Pornography is both advertising and product. It functions to create the need that it then satisfies momentarily, and unsatisfactorily. So it induces addiction, and deliberately. And the nature of all addiction and all advertising is that the hunger is stimulated more than it is satisfied. — unenlightened
You do wonder what the effect must be of digital pornography suddenly appearing in cultures which had previously been characterised by extremely censorious and proscriptive sexual mores, where women are veiled and extramarital sex is punishable by death. It's a long way between that and the kind of sexuality that is routinely depicted in contemporary porn, which nowadays anyone in a remote rural village can access via their new smartphone. I can only imagine that the effects would be truly explosive. You do wonder if it is implicated in the so-called 'rape culture' of the sub-continent. — Wayfarer
It's sad that our ideals don't include our nature - we have to discard that which makes us us to be any good in some people's eyes. Sex is a case in point.
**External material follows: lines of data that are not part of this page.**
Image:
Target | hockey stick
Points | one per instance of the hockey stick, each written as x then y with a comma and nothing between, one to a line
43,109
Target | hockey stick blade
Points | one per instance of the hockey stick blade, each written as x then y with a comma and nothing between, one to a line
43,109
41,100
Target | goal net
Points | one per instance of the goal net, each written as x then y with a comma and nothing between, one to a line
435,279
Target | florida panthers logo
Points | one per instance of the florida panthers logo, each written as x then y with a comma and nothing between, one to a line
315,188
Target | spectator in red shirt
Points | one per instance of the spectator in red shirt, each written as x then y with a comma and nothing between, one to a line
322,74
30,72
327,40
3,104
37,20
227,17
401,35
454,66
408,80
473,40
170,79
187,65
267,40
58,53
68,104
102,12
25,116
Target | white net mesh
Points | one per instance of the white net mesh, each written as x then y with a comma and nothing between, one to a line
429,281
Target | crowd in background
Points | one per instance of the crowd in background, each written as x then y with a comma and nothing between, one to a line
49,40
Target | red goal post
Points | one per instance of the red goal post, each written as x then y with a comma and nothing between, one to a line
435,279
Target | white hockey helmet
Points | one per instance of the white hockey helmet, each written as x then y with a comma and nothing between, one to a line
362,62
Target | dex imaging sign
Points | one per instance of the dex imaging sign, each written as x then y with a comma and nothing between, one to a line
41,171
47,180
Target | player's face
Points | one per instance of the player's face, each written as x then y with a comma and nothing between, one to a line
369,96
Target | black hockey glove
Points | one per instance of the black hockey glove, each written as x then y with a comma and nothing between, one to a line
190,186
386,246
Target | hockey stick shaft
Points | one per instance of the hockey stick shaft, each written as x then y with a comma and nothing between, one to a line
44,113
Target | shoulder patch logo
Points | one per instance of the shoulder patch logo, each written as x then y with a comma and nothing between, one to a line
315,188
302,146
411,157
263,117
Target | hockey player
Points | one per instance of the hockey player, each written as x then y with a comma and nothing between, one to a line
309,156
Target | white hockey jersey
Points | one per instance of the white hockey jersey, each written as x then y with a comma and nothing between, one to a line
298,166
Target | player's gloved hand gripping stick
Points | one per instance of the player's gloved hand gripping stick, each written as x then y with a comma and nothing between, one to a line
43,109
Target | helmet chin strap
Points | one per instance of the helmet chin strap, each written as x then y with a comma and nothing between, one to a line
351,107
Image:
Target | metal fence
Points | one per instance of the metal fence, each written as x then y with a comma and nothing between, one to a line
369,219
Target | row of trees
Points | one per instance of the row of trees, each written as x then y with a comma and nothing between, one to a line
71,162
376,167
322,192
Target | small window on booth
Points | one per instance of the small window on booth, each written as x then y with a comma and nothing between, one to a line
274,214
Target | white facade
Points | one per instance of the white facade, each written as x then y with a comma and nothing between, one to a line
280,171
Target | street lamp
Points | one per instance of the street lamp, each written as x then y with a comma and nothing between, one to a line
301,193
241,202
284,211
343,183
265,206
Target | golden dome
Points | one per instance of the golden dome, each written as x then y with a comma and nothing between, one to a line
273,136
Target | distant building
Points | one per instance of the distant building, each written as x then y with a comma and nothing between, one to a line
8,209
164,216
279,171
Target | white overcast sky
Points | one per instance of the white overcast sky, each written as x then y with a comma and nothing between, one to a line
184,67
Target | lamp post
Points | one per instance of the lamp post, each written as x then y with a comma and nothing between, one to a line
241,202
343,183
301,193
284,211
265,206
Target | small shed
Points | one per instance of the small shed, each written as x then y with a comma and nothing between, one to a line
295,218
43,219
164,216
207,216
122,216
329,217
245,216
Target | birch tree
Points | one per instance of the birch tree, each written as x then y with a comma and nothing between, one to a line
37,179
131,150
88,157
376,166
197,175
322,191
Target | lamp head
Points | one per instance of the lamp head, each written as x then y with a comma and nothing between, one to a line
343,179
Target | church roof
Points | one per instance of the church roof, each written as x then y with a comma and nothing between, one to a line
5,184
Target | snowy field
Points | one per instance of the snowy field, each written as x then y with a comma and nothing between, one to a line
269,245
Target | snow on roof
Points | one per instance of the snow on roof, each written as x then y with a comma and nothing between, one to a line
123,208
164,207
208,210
We're sexual creatures, our libido being, as is obvious, liberated from the rhythms of the universe; quite unlike other animals, we're arousable 24×7, 7 days a week, 30 days a month, whole year round. That's biological sexual revolution, anticipates and dwarfs the cultural sexual revolution of the 60s and 70s in me humble opinion. We'll always be unworthy in our own eyes. — Agent Smith
The most obvious one giving children a badly skewed version of sex, love and relationships. It's not the sight of naked people that's a problem - in fact, that would be healthy, if the naked people were depicted engaging in normal, benign activities. But they're not, and what they're doing is not simply coupling like normal people. There is a lot of kink, fetishism, deviance - and no, I don't mean same sex couples who are both alive and willing - sadism, etc. That's not the way to introduce children to understanding sexual desire or sexual fulfillment.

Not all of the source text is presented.